The program determines whether a copy of the virus is already running in the system by checking the existence of the global identifier “MTV-2” - if it exists, then a copy of the virus is already running, otherwise this identifier is created, after which another virus function is called. Let's see what she does:
As expected, this is a function of recursively traversing folders on a disk that infects all found executable files. I was interested in two points here. First, the function proceeds to processing the next file after only 5 seconds due to the WinAPI delay by the Sleep function. It follows that the virus will very, very slowly sort through all the files and hang all the time in the list of tasks. So the following code:
004013C6 the PUSH Virus.004032D6
004013CB the CALL the JMP & KERNEL32.GetSystemTime.
004013D0 CMP WORD the PTR the DS: [4032DC], 0D
004013D8 JNZ SHORT Virus_Wi.004013E6
004013DA the PUSH Virus.004031A6
004013DF the CALL the JMP & KERNEL32.DeleteFileA.
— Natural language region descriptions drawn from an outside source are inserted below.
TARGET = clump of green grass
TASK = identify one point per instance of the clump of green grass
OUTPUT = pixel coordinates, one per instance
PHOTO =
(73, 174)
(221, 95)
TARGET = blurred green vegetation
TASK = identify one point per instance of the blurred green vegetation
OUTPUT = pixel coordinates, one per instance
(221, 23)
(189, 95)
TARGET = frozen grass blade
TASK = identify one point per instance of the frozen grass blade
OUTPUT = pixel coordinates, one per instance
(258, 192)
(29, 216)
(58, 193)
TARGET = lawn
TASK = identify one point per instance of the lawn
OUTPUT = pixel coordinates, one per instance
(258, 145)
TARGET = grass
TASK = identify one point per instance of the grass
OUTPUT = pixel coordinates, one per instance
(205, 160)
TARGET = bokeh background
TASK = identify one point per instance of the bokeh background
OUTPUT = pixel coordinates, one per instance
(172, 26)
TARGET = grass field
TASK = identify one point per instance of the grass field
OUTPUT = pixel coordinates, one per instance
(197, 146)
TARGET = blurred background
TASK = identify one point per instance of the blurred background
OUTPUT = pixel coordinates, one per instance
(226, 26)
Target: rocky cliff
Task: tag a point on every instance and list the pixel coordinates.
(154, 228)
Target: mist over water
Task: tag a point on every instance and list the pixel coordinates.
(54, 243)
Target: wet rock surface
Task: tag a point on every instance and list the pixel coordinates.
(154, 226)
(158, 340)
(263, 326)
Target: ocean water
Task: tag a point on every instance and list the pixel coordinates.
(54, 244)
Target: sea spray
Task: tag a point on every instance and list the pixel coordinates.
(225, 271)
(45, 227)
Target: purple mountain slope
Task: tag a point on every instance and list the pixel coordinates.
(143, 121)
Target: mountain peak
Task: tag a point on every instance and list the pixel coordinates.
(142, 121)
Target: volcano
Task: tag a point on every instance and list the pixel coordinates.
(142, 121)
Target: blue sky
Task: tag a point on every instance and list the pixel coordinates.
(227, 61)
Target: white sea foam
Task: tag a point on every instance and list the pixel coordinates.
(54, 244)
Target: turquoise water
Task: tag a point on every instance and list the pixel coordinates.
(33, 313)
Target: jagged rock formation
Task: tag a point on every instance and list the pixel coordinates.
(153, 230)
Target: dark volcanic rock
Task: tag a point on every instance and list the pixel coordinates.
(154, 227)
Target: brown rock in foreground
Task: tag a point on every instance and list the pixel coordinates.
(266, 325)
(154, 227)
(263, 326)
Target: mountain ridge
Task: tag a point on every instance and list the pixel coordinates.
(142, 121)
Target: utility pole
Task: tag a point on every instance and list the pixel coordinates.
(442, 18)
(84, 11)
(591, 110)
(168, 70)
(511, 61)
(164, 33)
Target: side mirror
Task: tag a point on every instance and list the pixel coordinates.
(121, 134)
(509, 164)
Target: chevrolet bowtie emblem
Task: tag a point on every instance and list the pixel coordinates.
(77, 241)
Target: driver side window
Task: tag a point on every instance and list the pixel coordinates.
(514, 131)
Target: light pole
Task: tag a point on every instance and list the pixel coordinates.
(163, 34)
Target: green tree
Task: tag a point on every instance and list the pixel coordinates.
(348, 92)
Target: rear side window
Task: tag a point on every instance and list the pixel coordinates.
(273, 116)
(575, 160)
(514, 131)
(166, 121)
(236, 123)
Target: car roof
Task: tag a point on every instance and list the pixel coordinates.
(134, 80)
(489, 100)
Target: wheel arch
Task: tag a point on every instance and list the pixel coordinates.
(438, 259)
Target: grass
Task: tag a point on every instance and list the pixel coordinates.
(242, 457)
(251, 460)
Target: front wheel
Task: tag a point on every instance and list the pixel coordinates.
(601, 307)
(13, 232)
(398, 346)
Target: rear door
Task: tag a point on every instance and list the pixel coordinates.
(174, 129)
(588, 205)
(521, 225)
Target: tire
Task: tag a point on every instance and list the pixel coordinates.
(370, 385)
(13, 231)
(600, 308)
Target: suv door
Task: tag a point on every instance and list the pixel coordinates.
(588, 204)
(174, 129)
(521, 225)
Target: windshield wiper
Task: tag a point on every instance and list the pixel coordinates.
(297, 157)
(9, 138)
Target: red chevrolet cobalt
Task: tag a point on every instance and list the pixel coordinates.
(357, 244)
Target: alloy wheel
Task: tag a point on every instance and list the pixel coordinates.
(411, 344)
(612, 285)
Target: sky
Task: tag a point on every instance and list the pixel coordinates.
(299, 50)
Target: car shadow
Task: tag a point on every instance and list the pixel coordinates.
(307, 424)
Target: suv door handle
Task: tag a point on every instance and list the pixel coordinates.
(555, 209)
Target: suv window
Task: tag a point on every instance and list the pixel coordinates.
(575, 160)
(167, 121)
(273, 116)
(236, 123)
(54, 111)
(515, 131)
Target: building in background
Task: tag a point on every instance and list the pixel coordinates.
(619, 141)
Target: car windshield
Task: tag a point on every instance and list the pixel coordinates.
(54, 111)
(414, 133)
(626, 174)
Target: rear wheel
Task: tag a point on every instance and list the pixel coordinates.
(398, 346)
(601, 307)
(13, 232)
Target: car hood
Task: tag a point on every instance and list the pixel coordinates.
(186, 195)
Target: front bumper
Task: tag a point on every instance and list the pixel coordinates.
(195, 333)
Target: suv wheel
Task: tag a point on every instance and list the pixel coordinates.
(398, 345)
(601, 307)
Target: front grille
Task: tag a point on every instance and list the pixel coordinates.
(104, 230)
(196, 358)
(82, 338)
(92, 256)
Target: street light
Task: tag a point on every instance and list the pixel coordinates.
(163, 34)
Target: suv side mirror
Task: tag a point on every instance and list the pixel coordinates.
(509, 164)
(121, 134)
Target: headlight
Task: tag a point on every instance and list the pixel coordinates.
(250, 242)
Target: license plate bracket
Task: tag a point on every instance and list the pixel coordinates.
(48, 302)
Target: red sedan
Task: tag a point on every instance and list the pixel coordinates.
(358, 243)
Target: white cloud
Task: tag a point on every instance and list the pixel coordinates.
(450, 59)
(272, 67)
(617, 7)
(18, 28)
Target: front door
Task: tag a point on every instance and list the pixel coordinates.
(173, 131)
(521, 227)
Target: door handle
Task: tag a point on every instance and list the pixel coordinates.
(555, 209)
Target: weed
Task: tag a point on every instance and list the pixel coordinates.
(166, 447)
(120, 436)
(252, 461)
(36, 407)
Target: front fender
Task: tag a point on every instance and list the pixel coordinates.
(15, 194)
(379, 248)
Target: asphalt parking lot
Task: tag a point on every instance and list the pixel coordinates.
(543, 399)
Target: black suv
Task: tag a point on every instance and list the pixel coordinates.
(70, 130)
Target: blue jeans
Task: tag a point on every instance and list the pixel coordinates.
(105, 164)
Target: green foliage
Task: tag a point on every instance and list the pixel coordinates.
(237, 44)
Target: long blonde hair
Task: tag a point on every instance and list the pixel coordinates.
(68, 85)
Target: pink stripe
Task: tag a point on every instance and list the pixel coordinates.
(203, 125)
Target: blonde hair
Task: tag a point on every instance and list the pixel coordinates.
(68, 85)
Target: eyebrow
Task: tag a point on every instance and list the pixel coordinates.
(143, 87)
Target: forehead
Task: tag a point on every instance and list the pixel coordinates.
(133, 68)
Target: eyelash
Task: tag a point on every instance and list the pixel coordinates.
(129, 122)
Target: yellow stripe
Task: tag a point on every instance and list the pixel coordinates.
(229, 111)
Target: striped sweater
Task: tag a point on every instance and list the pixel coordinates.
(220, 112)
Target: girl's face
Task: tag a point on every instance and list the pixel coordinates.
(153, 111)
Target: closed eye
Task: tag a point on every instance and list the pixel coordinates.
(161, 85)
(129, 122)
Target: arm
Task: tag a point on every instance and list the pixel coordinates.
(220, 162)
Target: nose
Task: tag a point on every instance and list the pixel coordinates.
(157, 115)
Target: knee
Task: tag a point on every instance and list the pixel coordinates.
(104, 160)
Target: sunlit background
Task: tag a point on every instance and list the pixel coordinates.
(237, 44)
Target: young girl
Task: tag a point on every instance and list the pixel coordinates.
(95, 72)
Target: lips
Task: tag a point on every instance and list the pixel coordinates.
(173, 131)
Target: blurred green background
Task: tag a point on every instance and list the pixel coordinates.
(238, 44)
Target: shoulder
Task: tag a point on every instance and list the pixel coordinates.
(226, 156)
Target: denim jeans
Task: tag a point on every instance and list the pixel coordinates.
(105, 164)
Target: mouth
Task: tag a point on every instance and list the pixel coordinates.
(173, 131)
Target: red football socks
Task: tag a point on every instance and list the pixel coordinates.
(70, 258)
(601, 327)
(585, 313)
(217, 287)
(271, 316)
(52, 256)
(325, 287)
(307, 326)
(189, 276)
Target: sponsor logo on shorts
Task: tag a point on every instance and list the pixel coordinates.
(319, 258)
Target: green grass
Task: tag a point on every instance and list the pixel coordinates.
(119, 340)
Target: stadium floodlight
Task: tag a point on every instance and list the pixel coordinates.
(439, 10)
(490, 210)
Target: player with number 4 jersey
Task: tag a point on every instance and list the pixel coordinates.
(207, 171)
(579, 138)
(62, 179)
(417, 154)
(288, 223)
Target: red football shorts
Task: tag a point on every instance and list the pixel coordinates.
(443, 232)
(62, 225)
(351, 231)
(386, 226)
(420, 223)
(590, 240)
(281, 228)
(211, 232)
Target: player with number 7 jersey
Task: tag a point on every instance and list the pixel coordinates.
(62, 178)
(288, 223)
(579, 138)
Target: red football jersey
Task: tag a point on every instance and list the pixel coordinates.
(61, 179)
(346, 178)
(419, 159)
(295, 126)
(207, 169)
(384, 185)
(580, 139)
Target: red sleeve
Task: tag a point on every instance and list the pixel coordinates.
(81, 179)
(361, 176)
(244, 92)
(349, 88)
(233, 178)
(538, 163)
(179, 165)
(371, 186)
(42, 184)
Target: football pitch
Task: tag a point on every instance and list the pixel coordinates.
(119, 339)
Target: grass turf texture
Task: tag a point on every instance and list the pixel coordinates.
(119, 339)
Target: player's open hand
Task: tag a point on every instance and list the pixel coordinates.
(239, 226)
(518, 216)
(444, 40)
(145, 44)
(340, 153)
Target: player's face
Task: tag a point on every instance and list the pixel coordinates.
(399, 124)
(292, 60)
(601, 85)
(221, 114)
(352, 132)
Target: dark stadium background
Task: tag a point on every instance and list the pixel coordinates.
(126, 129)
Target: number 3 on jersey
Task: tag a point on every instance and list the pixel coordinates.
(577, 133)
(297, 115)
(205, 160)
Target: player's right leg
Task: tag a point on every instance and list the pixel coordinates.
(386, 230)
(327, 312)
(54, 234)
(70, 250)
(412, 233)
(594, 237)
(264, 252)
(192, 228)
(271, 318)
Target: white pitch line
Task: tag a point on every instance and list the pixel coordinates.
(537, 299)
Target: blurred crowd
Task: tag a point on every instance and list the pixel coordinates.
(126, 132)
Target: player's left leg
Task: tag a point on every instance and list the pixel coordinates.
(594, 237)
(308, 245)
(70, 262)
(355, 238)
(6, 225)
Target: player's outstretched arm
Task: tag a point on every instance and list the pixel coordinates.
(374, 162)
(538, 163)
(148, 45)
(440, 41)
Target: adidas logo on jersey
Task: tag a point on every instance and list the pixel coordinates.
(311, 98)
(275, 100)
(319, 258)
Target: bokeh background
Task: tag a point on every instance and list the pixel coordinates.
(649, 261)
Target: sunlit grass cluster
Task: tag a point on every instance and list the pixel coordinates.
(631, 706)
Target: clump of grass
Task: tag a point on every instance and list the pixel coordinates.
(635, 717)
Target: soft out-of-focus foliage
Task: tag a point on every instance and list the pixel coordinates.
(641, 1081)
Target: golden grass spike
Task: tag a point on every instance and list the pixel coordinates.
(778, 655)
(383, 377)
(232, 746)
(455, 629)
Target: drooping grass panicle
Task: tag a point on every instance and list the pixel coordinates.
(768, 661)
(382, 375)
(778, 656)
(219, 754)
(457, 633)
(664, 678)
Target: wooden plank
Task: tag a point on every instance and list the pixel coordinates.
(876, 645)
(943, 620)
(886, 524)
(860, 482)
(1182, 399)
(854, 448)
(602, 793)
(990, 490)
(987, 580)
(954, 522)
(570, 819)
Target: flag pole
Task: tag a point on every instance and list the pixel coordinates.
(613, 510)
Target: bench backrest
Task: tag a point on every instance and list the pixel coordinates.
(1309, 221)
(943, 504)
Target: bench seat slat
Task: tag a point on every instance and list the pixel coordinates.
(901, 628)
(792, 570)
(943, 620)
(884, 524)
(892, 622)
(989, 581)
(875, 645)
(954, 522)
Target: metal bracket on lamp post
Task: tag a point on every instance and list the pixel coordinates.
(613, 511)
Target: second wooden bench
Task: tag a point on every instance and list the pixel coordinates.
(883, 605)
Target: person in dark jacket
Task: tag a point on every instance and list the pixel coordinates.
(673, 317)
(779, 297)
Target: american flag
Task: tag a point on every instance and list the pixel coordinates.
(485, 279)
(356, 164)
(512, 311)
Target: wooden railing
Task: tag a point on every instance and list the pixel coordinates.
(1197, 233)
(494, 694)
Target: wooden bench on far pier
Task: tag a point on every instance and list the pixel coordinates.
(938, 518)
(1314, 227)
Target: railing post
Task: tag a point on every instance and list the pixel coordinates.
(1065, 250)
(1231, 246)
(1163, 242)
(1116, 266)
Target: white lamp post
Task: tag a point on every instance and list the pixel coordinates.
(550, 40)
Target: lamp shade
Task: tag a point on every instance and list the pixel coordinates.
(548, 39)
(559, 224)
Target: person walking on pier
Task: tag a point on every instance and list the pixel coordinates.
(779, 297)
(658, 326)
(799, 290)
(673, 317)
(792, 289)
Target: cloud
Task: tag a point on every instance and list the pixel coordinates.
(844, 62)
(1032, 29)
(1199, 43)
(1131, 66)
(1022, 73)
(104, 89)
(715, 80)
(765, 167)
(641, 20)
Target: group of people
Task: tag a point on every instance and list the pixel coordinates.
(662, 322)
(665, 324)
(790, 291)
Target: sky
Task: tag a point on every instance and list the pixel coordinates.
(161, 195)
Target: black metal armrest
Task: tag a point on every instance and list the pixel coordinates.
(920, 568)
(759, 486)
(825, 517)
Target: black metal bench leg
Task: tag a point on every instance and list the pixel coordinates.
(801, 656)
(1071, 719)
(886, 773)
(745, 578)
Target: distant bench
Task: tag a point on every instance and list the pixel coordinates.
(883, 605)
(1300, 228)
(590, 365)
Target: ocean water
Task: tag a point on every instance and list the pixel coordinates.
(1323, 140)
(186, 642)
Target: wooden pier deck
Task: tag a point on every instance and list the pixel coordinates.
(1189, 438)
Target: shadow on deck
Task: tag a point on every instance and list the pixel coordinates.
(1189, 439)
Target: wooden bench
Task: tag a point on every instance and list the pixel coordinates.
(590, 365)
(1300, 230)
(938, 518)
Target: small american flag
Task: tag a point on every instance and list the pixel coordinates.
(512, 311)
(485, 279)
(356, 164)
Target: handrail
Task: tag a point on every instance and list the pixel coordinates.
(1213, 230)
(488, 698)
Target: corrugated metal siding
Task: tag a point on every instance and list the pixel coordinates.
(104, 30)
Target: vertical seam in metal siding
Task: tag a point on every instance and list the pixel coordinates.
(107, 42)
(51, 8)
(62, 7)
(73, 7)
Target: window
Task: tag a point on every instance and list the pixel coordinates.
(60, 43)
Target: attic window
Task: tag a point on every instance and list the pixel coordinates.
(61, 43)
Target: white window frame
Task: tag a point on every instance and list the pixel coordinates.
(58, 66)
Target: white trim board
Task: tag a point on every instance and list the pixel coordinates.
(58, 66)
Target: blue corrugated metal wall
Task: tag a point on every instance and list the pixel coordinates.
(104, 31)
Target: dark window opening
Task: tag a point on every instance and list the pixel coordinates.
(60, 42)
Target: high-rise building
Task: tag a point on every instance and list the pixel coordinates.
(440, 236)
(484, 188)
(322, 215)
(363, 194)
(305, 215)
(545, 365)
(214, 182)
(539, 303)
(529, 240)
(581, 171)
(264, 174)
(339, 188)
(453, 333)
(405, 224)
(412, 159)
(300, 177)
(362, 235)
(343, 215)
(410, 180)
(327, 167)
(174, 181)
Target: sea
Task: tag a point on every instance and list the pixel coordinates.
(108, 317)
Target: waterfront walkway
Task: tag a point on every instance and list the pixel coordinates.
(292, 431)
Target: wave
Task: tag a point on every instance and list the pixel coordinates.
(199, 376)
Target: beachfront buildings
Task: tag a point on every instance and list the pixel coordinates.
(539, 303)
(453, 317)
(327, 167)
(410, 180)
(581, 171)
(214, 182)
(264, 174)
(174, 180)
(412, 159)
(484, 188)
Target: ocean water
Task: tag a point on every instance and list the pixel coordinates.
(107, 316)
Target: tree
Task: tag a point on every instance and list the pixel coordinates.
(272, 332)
If today is the 13th day of any month, then the function deletes all the files found ... This is where all the poor functionality of this virus ends.
Conclusions: today we have analyzed a virus that is easy to use and fast to write, the creation of which does not require special knowledge and can be done by almost any novice programmer. Moreover, the functionality of the virus is also extremely poor. It can be seen that the programmer had no craving for creativity - everything was aimed at a quick result. Although ... I absolutely can not understand for what purpose this virus, in general, is intended? Nevertheless, over 10 years, malware has taken a big step in its development.